I have a day off work. I decide to go to the local archery shop. It’s miles away and located in a barn on a country road, but thanks to sat nav and asking a stranger I get there. It’s not particularly busy and I spend an hour and twenty minutes chatting to the assistant. He’s ex-army and done 30 years of archery, and competed at regional level (one up from county level, one down from national.) He shows me the recurve bows, the flat bows, the long bows and the compound bows. What’s the difference? I’ve tried to encapsulate my understanding here:
Long bow – a bit of wood with a leather grasp, no shelf, not particularly accurate or easy to use or fast, but traditional and fun
Flat bow – like a longbow, but ergonomic hand grasp, and shelf for the arrow to sit on, not so fast or accurate, good for beginners, cheaper, doesn’t recurve
Recurve – has limbs that look like half-a-ski and which curve back in on themselves, limbs interchangeable so you can increase poundage over time, fast and accurate
Hunters bow – one piece of wood, like a flat bow, but does have recurve, and has a shelf
Compound – latest tech, all wheels and pulleys, not necessarily for a beginner, expensive, very fast and accurate, practically a machine
I got to shoot an Eagle flatbow and having not shot for a week was not very good, which was embarrassing. He taught me a little and I got better, but I didn’t like the flatbow and struggled to keep the arrow on it, although perhaps this is because my club’s recurve has a little rubber bit (don’t know the name for it) which keeps the arrow in place. Having warmed up a bit, though, when I got to shoot the longbow I did quite well and really enjoyed it.
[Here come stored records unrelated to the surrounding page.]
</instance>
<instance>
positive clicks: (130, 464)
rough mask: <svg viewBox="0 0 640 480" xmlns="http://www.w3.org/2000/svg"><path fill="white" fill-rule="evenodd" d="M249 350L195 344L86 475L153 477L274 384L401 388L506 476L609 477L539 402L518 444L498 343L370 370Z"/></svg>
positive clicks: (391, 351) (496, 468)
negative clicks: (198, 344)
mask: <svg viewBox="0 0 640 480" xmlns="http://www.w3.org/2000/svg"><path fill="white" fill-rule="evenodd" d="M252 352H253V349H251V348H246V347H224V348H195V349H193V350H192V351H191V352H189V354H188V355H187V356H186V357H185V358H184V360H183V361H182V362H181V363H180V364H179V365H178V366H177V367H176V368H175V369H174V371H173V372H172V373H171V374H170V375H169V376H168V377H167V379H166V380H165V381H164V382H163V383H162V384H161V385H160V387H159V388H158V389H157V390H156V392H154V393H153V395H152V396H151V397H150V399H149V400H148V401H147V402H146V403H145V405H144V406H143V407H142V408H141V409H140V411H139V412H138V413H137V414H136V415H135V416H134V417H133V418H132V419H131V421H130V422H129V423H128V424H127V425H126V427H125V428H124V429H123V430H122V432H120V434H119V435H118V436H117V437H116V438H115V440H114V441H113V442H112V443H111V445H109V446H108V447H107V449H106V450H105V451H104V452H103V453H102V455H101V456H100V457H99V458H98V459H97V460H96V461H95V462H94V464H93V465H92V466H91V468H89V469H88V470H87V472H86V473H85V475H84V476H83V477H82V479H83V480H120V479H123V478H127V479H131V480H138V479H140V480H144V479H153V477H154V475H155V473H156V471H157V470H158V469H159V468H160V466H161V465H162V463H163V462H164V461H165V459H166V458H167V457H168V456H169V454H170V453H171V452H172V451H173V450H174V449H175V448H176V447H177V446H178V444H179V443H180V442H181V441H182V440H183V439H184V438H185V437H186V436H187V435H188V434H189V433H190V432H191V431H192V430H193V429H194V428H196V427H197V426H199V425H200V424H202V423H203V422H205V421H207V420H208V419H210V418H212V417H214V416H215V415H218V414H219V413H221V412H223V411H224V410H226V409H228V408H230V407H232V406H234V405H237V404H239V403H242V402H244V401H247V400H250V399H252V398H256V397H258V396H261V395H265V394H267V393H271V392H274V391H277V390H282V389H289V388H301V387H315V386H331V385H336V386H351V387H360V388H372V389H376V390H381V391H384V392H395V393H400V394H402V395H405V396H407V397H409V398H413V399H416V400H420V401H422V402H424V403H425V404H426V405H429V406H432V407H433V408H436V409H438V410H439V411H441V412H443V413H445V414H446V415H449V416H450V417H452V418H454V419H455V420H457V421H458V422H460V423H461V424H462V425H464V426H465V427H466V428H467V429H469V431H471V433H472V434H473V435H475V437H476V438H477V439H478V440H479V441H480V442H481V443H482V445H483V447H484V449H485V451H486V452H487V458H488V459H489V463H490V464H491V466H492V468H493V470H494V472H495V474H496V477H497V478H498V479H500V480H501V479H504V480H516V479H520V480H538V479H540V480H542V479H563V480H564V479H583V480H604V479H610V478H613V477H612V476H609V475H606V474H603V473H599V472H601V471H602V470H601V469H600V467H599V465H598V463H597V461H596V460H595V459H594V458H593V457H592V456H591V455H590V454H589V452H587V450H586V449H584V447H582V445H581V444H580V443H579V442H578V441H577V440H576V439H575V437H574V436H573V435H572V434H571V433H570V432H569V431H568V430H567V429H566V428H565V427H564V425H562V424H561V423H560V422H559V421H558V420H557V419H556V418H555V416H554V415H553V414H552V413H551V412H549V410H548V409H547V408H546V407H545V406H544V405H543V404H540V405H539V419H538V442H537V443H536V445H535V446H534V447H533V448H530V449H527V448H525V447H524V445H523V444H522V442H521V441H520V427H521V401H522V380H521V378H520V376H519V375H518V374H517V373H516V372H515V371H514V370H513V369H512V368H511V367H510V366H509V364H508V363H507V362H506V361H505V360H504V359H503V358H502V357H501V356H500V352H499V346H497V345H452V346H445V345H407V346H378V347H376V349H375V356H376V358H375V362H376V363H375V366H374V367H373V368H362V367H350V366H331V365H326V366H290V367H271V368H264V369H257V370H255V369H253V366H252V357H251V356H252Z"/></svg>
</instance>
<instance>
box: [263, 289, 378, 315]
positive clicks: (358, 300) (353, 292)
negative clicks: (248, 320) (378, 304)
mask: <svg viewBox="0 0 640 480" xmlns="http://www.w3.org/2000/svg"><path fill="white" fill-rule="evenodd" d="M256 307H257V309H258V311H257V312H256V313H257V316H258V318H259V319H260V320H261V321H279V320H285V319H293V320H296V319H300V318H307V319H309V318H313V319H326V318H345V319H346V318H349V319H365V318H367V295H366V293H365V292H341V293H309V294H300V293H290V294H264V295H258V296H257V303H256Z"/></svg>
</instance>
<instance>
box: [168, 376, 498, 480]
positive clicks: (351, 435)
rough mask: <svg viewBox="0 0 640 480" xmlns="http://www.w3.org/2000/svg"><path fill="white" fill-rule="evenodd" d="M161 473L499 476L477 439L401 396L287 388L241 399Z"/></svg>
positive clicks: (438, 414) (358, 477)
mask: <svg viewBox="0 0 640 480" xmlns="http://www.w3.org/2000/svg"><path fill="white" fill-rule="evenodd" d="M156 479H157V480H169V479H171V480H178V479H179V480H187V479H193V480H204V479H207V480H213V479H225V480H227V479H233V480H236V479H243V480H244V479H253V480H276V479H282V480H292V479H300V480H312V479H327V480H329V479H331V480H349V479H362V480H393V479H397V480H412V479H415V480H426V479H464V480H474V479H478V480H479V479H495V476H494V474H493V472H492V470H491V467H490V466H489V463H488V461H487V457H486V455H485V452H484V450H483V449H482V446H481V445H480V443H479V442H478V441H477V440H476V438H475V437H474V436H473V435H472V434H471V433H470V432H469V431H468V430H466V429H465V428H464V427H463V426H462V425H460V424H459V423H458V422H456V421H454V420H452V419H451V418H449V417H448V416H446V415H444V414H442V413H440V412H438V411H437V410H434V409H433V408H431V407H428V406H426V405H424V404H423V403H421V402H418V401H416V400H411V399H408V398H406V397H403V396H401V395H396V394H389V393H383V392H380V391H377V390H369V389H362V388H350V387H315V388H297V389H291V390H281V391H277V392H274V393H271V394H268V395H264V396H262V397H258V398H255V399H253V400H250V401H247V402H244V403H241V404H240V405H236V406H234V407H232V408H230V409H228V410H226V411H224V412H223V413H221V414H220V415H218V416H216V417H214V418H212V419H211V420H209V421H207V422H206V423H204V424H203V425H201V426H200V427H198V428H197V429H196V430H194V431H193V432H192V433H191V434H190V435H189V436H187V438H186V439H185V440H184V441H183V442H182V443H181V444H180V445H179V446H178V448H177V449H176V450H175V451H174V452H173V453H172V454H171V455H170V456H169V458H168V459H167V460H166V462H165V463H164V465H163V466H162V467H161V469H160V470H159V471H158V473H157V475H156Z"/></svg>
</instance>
But the real benefit here was that drawing back the bow I was shuddering a bit and he said not to pull with my arm, but shoulder, and the way to do this was to pretend you were elbowing someone in the face behind you, just sock it to them with the elbow. Focussing on the elbow going back totally changed my focus, made the motion fast and smooth, engaged my shoulders, and suddenly the string seemed lighter. I had learnt something new and valuable and it made the trip worthwhile just for that. But he taught me one more thing, which was to keep my fingers farther apart when shooting so as not to twang the string. How many times have I heard this now and I’m still getting it wrong?
Although he had started trying to sell me a flatbow, he could see I didn’t really get on with it but said not to get a longbow. No point paying £350 for one at 30# (that’s a pull weight of 30 lbs) only to need another one six months later when you’re strong and want 40# or 50#. Because longbows are made to your height and draw length, they’re not easy to sell, and you can’t adjust them to make the poundage heavier. But, on a recurve, you can replace the limbs relatively cheaply. He suggested the recurve might be good if you’re getting into competitions and want to hit your targets, plus you can put a sight on it when you want to and can try tech out with it. I started to think a recurve would be for me, and I’d move to longbow after a while when I was stronger and would know I was buying the right thing. I determined to speak to my coach about it.
After all that time, teaching and entertainment, I felt I wanted to buy something – so I bought the latest three editions of Bow International magazine. I’d wanted to read this magazine anyway, but hadn’t found it in my local newsagents.